I'm really enjoying all your thoughts on foreign and classic films, so I'll try to give mine, at least what I've seen semi-recently.
The Asthenic Syndrome (Muratova) - 10/10
- My second Muratova film went down easier. It's a strange and challenging film, but it's also clearly a masterpiece that rewards your attention many times over. Insanity, apathy and aggression under perestroika. A (metonymic) snake living in a person's belly, sucking his life away. An obese woman playing Strangers in the Night on trumpet. But any attempt to describe it is in vain. High art. Subtitles are available online.
Yeelen (Cisse) - 10/10, rewatch
- Still the greatest African film I've ever seen. As great and important as anything in this thread. Profound and magical, it's a film so beautiful and well made it locks in your attention for its entire duration.
A Moment of Innocence (M. Makhmalbaf) - 10/10
- Another masterpiece. I'm making them seem common. It's a cinematic deconstruction of an event in Makhmalbaf's life and an event in history. Through the process of filming a reenactment, the real thoughts and emotions of the original characters are brought out. Unforgettable ending.
The Graduate (Nichols) - 6/10
- A vacuous film with a vacuous protagonist that expects its audience to identify with him. It had some nice stylistic flourishes, but I still didn't like it very much on the whole.
Travellers (Beyzai) - 5/10 :'(
- Huge disappointment after Bashu. More Parajanov-like cinematic wizardry, and a stunningly brilliant opening, but it couldn't redeem the painful, soft-headed melodrama that followed.
Ratcatcher (Ramsay) - 9/10
- Beautiful. I think I liked it more than Morvern Callar, and I loved Morvern Callar. A modern Kes.
Ten Canoes (de Heer) - 8/10
- Atanarjuat in the swamp. Very pretty to look at. A pleasant but somewhat slight film, I think it offers relatively little except a glimpse into another culture.
I also saw a few more 2009 films,
24 City (Jia) - 10/10
- Possibly Jia's most successful film in terms of engaging the audience at the level of human stories. Boldly blends fiction and documentary. A historical document that's both moving and
exquisitely made, few directors can even come close. Time to throw it high on my list somewhere. Incredible film, as great as anything else this year.

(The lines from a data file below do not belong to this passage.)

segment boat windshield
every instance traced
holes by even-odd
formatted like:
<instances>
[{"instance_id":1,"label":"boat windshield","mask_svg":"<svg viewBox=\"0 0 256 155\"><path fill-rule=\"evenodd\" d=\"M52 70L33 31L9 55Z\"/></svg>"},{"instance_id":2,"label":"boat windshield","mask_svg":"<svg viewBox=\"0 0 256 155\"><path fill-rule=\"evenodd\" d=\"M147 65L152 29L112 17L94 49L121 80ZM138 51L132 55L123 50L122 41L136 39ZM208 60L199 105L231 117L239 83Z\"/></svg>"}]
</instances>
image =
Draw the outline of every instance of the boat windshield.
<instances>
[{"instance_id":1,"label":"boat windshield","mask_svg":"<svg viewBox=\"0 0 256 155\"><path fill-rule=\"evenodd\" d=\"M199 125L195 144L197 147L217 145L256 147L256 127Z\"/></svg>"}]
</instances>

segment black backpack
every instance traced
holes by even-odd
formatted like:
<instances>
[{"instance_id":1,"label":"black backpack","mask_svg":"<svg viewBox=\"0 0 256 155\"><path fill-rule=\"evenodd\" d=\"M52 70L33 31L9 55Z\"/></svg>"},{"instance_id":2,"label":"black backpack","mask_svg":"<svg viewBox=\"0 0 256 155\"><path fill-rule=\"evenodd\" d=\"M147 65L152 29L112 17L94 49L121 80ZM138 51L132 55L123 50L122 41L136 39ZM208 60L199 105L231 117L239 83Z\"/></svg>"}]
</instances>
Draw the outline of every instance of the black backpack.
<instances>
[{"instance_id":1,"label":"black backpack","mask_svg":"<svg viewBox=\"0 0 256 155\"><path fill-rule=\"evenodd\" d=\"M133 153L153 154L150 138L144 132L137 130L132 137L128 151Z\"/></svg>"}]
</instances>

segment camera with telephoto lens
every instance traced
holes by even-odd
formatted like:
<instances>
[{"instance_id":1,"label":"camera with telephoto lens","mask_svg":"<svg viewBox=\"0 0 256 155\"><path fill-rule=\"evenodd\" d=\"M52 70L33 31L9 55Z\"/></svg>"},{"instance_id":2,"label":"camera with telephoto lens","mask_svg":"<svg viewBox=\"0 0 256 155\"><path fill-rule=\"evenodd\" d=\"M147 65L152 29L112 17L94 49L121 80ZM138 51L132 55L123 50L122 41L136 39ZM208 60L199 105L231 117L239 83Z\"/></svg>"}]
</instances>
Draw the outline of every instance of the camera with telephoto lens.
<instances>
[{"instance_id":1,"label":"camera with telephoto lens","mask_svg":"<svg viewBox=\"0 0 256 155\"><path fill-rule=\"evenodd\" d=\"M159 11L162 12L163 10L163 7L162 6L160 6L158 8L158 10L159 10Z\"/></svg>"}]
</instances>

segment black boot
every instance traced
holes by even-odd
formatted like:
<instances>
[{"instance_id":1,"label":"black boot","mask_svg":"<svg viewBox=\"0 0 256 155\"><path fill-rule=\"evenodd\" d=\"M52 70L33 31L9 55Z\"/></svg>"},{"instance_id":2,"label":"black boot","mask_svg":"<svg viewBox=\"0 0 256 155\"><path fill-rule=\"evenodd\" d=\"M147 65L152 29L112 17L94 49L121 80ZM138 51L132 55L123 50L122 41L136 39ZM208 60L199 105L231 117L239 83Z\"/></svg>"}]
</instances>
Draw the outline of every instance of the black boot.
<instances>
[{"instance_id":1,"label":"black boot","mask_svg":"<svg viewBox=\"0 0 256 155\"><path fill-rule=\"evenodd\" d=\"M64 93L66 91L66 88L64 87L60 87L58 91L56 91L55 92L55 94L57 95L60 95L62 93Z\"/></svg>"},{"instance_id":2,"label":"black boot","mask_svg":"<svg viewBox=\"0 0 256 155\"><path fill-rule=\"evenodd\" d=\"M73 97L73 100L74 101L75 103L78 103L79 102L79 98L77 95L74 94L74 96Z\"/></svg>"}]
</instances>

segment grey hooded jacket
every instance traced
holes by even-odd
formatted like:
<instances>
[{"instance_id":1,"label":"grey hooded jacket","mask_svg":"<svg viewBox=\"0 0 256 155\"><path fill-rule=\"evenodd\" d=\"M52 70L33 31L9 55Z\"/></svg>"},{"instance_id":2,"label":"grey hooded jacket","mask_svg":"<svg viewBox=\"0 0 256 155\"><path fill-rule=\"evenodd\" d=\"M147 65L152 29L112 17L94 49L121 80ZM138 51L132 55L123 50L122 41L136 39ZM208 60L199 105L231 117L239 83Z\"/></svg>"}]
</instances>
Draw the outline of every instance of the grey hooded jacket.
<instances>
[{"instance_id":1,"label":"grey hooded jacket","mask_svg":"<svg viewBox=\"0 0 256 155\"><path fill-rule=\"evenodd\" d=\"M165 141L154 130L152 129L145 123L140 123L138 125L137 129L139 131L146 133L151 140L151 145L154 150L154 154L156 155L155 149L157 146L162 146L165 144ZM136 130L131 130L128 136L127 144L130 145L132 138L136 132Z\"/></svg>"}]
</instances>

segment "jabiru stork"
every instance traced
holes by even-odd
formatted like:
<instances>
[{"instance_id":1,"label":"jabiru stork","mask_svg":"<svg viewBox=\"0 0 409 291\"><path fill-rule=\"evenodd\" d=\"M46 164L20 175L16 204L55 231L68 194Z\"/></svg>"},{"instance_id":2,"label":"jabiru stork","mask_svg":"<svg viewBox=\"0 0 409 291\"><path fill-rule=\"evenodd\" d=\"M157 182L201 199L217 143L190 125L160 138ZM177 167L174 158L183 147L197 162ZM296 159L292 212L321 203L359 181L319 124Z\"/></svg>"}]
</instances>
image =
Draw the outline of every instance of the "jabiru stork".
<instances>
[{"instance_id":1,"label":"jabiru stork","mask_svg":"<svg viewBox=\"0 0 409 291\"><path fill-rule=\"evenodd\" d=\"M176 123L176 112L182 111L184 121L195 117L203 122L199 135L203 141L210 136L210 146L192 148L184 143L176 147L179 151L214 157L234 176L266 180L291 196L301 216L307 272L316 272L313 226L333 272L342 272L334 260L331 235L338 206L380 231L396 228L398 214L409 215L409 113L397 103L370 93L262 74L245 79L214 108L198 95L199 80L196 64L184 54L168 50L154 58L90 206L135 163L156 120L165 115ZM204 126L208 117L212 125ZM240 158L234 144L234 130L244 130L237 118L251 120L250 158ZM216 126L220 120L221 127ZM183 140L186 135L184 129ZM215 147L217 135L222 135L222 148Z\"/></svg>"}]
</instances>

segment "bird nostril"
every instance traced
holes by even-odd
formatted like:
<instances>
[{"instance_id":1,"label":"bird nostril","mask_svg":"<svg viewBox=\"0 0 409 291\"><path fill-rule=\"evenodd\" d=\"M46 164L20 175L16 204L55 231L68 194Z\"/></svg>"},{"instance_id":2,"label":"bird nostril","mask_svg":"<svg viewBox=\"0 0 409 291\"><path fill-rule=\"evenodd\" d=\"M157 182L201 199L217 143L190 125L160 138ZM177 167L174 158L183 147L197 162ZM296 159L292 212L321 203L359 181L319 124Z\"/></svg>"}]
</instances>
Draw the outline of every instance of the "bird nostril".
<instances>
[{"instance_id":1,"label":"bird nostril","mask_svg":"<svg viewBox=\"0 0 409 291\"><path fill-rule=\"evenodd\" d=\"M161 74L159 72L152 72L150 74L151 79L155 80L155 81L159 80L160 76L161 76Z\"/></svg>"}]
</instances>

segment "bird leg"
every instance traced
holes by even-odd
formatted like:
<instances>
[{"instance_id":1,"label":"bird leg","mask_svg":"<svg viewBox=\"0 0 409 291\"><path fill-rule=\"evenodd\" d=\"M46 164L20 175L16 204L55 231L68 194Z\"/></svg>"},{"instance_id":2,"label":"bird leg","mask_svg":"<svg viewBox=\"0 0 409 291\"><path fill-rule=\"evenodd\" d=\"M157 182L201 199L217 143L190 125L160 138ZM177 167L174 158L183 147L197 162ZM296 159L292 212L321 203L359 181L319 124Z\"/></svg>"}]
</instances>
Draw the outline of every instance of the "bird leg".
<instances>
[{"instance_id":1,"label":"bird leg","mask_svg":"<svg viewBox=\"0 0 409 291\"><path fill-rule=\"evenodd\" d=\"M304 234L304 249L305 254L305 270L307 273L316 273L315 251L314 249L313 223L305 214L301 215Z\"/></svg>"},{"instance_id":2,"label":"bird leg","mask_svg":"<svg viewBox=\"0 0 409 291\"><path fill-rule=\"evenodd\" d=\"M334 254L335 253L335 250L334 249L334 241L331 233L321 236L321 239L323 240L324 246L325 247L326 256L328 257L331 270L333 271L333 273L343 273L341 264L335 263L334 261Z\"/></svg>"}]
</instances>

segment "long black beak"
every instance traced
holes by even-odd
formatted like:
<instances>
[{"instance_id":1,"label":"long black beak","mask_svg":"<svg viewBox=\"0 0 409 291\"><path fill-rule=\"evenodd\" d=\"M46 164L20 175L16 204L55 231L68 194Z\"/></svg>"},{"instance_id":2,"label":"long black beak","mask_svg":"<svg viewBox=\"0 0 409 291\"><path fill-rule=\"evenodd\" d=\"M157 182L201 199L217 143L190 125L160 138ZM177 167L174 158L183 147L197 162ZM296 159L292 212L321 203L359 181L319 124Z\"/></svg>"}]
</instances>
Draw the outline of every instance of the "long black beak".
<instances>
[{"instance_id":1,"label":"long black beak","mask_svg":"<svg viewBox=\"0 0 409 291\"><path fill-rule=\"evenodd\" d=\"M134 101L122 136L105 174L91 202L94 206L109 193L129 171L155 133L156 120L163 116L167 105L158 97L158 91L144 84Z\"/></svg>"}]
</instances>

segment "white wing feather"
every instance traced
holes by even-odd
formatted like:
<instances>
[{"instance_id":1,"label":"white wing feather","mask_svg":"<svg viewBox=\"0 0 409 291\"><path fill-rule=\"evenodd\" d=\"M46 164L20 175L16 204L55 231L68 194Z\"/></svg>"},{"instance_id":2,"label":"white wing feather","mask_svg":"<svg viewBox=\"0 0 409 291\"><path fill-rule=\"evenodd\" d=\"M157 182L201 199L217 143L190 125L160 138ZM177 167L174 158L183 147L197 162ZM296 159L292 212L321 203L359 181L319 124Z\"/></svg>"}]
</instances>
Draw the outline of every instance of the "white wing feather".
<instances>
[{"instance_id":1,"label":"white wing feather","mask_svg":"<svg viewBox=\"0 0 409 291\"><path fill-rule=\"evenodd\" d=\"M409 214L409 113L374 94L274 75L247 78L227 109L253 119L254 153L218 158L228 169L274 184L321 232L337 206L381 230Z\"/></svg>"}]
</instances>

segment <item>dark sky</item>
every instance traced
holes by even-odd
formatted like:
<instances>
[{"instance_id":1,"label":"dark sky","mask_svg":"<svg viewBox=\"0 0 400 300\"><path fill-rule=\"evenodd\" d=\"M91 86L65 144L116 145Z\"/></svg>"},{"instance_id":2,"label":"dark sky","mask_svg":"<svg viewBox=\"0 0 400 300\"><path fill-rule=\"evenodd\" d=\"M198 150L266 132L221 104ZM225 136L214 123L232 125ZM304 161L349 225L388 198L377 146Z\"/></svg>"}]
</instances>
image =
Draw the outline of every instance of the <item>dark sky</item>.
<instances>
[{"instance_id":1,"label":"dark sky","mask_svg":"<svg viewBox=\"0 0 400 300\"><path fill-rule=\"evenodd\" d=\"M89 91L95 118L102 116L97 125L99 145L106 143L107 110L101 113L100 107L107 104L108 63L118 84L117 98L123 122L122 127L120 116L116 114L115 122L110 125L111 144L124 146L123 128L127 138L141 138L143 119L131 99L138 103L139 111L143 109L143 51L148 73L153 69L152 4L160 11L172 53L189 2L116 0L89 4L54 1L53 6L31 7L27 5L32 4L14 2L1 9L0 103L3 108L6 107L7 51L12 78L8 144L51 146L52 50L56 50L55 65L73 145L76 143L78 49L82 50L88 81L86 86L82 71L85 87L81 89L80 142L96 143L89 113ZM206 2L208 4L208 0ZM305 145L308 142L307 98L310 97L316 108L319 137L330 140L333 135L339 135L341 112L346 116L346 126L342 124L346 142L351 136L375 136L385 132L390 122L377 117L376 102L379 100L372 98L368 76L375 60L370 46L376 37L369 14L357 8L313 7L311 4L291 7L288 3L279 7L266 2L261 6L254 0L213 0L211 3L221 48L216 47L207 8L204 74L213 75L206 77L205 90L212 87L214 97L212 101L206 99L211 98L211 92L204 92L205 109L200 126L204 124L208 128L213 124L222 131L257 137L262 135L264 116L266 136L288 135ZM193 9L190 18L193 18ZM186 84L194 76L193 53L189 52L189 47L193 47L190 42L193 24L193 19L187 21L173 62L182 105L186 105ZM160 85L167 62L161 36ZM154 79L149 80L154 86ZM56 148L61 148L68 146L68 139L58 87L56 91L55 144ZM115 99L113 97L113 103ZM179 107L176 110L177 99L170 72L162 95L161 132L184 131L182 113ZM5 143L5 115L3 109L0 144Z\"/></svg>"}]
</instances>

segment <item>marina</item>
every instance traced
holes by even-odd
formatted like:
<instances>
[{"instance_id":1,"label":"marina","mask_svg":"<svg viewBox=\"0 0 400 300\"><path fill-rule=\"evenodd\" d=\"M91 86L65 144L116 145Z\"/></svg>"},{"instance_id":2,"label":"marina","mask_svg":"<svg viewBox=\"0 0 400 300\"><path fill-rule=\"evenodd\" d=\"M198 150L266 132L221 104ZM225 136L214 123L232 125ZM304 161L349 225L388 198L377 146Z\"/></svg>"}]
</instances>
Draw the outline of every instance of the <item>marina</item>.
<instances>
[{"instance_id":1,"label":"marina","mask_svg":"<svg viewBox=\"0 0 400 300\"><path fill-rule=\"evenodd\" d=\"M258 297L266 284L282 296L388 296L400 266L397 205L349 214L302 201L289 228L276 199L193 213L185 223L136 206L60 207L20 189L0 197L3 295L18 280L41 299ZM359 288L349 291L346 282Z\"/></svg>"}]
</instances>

The Song of Sparrows (Majidi) - 8/10
- Better than The Willow Tree, but still a little bit too predictable and sentimental. Great, poetic images and sympathetic characters. This film should have broad appeal.
Love Exposure (Sono) - 8/10
- Amazing. I thought I might hate it early on, and I was definitely thinking, "What the fuck am I watching?" during the upskirt-ninjitsu-montage, and it may be a bit incoherent thematically, and the characters may be shallow, but it's also extremely ambitious, highly entertaining and original. Brilliant how it brings together arthouse and exploitation, revenge and romance, perversion and religion, sin and piety (who is so practiced about sinning?), love and lust (totally conflated in protagonist), male and female (Scorpion). Some of the suggestive imagery is so clever---phallus-shaped cutouts topped with upside-down hearts, vulva-shaped windows with anus openings below)---that it makes perverts of the audience, which certainly helps the film achieve its ends. Ultimately more quirky than transgressive, and the conclusion was pretty weak. But the four hours flew by, time well spent.
Breathless (Yang Ik-joon) - 8.5/10
- Smarter than it first seems---all the violence and profanity serve to present a view of hatred and violence as a pathology that victimizes even the aggressors. Admirable in how it makes you pity the cruelest characters. I didn't really buy all the drama toward the end, but I enjoyed the film very much in spite of that. Loved the direction and the moody interludes. Excellent debut.
One 2009 film I still want to see is Tsai's film,
Face. I haven't seen it on any lists, and reviews are scant and unenthusiastic. Has anyone here seen it?